The concept of OSOA was developed in the context of the Chemicals Strategy for Sustainability to streamline and harmonise the current legal framework and seek further alignment between the European institutions. Currently, risk assessment and risk management of the same chemical is carried out at different times for different uses by different bodies, under different legislation, often using different data and potentially leading to seemingly different outcomes. The Commission’s OSOA principle, when implemented, is intended to prevent such overlaps.

The institutions are aware of existing overlaps in the risk assessment of chemicals, including active ingredients used in microbial control applications. These substances are sometimes regulated by multiple pieces of legislation and assessed by several institutions, for their different uses: the Biocidal Products Regulation (BPR) under ECHA, and the Plant Protection Products Regulation (PPPR) under EFSA, just to name a few.

MCEC is in full support of the proposed harmonisation: “For MCEC, it is crucial for the regulators to ensure consistency between different pieces of legislation, in order to advance innovations”, José Mosquera explained.

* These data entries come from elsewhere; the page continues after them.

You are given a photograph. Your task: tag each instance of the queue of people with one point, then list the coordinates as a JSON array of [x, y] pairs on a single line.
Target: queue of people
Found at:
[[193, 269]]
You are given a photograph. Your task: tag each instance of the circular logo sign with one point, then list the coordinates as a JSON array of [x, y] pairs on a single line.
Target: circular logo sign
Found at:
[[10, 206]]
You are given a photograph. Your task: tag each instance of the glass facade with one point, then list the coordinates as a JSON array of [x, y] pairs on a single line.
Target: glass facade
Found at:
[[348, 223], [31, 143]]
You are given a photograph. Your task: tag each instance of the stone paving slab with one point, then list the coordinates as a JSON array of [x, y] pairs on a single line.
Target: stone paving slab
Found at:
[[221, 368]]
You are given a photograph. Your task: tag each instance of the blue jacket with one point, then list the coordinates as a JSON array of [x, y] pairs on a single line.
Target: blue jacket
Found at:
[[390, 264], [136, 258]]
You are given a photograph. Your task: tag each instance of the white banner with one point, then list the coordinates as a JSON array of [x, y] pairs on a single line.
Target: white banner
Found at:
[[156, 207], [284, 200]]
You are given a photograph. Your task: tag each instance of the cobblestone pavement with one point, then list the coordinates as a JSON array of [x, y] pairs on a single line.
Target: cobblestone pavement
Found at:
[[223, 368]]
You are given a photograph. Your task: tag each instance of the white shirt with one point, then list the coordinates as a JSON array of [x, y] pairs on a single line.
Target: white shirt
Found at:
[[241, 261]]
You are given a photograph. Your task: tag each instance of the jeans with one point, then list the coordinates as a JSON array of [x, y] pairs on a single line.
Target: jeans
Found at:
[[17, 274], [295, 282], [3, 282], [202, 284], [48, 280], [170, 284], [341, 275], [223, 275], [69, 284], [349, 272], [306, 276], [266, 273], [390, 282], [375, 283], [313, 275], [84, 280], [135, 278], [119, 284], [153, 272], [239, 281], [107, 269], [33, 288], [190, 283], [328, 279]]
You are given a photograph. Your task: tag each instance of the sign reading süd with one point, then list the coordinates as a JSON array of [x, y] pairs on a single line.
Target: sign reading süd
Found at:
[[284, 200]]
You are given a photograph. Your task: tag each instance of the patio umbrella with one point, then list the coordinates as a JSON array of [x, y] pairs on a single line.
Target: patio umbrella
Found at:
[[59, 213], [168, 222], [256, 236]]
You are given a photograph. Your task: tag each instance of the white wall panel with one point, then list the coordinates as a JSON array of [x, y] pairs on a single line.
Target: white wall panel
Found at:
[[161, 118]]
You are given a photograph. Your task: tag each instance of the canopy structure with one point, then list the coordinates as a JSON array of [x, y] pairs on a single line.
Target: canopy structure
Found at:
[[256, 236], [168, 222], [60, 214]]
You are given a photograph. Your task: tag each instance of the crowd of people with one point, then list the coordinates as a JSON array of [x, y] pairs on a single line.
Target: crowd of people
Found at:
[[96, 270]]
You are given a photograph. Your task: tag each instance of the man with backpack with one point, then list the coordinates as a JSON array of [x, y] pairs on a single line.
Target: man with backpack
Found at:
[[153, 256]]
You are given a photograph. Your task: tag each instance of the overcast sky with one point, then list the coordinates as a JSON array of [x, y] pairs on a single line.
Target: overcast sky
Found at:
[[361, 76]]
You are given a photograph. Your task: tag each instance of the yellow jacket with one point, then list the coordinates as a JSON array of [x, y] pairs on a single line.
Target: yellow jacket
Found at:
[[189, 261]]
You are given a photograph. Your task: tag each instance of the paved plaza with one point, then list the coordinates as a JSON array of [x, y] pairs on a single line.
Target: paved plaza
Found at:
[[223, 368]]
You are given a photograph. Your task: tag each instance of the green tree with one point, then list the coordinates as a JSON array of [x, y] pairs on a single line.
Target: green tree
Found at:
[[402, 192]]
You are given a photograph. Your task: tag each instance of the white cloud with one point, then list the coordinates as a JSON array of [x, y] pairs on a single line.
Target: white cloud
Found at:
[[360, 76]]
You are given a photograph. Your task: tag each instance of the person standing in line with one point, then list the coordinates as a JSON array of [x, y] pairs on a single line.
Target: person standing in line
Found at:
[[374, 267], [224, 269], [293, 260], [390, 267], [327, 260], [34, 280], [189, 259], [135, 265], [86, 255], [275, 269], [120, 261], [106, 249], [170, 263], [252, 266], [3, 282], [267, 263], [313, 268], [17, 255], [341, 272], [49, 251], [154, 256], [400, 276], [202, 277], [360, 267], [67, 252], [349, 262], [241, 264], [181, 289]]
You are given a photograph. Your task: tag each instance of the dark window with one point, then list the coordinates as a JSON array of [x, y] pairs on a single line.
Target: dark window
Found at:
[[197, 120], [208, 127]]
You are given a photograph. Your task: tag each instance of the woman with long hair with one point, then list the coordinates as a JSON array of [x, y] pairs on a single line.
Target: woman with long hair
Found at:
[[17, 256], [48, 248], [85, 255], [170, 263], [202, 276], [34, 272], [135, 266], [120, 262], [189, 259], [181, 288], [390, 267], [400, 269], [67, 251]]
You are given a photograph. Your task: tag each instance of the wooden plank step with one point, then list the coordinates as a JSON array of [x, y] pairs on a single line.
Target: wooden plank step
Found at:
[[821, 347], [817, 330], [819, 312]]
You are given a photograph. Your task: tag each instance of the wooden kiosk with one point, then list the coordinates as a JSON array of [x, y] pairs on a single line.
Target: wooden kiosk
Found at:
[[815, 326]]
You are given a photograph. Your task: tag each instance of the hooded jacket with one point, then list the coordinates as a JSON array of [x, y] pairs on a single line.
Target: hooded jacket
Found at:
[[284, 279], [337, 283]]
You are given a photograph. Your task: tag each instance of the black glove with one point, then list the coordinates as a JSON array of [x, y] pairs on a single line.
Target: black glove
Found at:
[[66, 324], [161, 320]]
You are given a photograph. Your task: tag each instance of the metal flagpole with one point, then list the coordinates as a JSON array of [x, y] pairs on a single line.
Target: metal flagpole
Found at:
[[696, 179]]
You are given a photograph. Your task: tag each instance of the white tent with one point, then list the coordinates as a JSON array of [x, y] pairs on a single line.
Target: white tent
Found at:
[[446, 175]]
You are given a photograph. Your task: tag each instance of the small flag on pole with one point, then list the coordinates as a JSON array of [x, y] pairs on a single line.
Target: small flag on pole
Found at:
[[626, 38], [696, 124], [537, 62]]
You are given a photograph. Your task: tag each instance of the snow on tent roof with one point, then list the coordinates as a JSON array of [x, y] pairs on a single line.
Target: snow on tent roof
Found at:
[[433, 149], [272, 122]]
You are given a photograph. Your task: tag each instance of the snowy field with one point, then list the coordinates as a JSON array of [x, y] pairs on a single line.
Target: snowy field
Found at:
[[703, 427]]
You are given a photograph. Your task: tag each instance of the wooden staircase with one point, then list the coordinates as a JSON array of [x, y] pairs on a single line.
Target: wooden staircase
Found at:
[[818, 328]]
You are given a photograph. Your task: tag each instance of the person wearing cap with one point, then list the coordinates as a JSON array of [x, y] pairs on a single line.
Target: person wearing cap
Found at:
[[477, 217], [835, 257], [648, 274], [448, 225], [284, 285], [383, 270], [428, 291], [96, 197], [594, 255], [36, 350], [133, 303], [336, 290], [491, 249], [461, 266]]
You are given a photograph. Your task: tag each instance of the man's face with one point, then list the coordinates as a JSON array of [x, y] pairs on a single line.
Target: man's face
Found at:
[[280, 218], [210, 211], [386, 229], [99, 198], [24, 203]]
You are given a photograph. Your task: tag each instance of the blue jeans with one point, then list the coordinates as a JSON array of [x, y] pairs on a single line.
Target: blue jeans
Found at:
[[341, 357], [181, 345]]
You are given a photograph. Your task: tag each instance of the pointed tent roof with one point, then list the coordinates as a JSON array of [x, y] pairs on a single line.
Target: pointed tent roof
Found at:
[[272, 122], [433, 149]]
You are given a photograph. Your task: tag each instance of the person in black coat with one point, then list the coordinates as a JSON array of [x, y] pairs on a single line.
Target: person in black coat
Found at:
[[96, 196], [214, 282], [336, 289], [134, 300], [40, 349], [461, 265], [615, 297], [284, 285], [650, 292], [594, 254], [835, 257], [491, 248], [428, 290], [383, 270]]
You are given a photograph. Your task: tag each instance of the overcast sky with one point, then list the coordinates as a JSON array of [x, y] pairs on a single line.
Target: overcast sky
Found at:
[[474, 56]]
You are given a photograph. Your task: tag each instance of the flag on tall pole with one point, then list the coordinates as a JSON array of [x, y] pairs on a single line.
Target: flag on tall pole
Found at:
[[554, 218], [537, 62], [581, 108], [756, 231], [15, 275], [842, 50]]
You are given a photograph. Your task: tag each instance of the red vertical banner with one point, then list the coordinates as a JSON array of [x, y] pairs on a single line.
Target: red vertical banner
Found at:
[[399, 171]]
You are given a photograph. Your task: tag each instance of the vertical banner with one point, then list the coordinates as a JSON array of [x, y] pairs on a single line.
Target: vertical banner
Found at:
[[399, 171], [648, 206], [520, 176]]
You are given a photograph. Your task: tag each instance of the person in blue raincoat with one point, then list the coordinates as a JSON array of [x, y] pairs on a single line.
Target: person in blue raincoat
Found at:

The sector group continues to monitor changes in EU legislation. José Mosquera highlighted that “Our [Microbial Control] sector understands the importance of transitioning towards more sustainable products and processes and has been making investments in this regard”.

The current regulatory system is not keeping the pace with innovation, and this is proving a barrier to the introduction of green chemistry-based preservatives. If coherence across the different instruments of chemicals management can be improved in the manner imagined by OSOA, this would be a significant step towards the creation of a regulatory system that successfully enables the introduction of green alternatives.